Sol immediately stepped forward, his spear dropping to his side. “No. Absolutely not. Lumi, you don’t have to do this. You don’t have to be afraid of him. Do not agree to this.”
Gorr didn’t say a single word to Sol. He just smirked deeper, his oily eyes shining with victory. He had broken the tribe’s spirit entirely.
Lumi looked at Sol. She saw the genuine anger and protectiveness in his silver-crimson eyes, a rare comfort in a brutal world. But she also saw the silent, desperate faces of the warriors and the elders standing behind him. She knew what would happen to her family, to her friends in the tirbe, if the walls fell tomorrow.
She violently shook her head, forcing a tragic, watery smile onto her face.
“I’m not forced, Sol,” Lumi lied, her voice cracking painfully. She wiped the tears from her face with the back of her trembling hand. “I… I am happy for this marriage. It is my duty.”
Just as Sol opened his mouth to argue, to tear the entire diplomatic farce down and challenge Gorr himself, Elder Thorne aggressively stepped between them, his face flushed with panicked victory.
“Okay, okay!
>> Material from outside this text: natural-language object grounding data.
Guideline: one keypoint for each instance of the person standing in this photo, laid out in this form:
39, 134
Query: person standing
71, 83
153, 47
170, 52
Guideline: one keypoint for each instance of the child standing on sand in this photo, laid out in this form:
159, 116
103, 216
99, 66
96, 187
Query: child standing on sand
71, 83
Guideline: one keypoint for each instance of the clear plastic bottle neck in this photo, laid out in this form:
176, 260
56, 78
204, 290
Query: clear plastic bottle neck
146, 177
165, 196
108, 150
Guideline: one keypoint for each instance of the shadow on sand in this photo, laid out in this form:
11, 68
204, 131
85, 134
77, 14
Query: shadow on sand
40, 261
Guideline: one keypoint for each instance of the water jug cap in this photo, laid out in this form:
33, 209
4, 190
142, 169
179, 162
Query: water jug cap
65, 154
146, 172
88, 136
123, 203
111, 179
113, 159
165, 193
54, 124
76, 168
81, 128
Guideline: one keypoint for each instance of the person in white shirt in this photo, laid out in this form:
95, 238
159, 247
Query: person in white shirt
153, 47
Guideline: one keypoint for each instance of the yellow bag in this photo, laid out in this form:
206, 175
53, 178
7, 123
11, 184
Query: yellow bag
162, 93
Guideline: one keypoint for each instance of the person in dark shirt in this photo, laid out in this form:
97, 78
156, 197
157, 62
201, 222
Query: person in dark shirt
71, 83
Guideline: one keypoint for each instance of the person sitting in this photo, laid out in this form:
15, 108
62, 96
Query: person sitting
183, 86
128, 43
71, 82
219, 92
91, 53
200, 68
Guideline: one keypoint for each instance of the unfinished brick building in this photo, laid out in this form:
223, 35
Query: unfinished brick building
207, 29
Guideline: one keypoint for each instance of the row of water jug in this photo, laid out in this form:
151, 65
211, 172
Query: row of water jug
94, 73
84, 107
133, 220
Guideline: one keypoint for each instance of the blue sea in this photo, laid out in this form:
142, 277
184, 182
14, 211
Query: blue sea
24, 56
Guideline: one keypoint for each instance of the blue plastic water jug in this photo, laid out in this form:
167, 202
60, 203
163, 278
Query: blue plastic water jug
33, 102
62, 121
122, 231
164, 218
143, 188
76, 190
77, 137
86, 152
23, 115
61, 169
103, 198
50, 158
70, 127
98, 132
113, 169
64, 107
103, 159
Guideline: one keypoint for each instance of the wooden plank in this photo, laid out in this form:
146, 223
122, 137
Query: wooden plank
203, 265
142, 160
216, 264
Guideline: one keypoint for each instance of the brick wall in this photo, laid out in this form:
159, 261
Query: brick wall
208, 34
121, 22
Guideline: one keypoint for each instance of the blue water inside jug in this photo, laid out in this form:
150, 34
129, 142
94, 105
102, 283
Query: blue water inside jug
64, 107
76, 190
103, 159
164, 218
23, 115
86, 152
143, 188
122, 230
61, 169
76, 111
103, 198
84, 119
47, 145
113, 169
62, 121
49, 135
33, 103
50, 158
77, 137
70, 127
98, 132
The matter is decided!” Thorne shouted loudly, desperately rushing to seal the deal before Sol could ruin it again. “Since the girl has agreed of her own free will, there is absolutely no need for any random person’s intervention! It is her choice!”
Thorne turned to the crowd, his voice taking on a sickening, theatrical tone of grand celebration. He threw his arms wide, gesturing toward the rotting, terrifying tyrant standing in the center of the room.
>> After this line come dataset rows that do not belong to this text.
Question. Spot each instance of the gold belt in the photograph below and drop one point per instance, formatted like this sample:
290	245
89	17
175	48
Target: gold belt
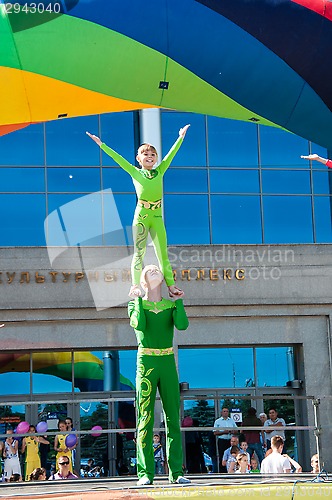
152	205
155	352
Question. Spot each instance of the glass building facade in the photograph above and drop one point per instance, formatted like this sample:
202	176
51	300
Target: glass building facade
230	183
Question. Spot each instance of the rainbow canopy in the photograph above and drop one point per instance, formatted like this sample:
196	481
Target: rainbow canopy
264	61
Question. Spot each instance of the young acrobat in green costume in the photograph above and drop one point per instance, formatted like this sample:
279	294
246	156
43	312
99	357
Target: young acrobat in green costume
153	319
148	183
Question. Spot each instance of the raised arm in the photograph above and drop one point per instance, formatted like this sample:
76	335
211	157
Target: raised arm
167	160
136	314
179	316
315	157
122	162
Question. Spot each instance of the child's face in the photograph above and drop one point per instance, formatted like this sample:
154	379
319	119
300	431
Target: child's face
147	159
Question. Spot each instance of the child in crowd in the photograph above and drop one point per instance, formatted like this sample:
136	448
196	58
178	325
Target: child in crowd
148	184
158	453
242	463
231	462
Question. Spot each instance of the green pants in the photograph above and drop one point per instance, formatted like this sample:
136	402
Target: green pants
153	372
150	221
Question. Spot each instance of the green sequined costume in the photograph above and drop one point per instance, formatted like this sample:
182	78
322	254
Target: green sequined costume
148	213
154	327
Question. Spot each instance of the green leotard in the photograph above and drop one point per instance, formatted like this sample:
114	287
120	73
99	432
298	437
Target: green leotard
154	327
148	213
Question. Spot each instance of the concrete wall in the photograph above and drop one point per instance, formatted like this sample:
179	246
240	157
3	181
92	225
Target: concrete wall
236	296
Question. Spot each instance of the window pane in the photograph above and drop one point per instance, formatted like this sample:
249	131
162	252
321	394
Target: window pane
234	181
74	220
118	180
323	219
282	149
117	131
288	219
22	221
52	372
285	182
73	180
237	367
232	143
236	219
68	144
182	226
185	180
193	150
24	147
273	365
22	180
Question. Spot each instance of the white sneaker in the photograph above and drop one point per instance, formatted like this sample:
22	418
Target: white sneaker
182	480
144	481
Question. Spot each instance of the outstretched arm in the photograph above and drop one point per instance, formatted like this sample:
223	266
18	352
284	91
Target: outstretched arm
315	157
167	160
122	162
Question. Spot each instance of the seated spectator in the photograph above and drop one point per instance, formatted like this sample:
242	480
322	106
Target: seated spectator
38	474
64	471
275	462
242	463
231	462
315	464
254	468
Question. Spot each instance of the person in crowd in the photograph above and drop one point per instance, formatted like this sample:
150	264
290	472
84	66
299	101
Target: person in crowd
234	441
231	462
254	467
148	182
10	456
64	471
275	462
253	438
316	157
315	469
242	464
153	319
38	474
158	453
274	421
30	446
224	435
294	463
60	444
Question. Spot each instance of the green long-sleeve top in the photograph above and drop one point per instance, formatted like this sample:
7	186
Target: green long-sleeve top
148	183
154	322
“And truly, it is her profound fortune to be able to marry Prince Gorr!” Thorne bellowed, piling on the sycophancy with nauseating enthusiasm. “He is the esteemed son of the current Zharun Chieftain, poised to become the next great leader of their people! And more importantly, the Prince is renowned across the lands for his virtues! He is extremely talented, deeply forgiving, and famously understanding of those beneath him!”
Sol stared at Thorne, genuine disgust twisting his features as the elder listed qualities that were the exact, horrific opposite of the monster standing before them.
“He is a kind and generous soul!” Thorne continued, his voice ringing through the hall as Lumi wept silently against the wall. “She is truly, incredibly lucky to be elevated to such a grand position! The alliance is sealed!”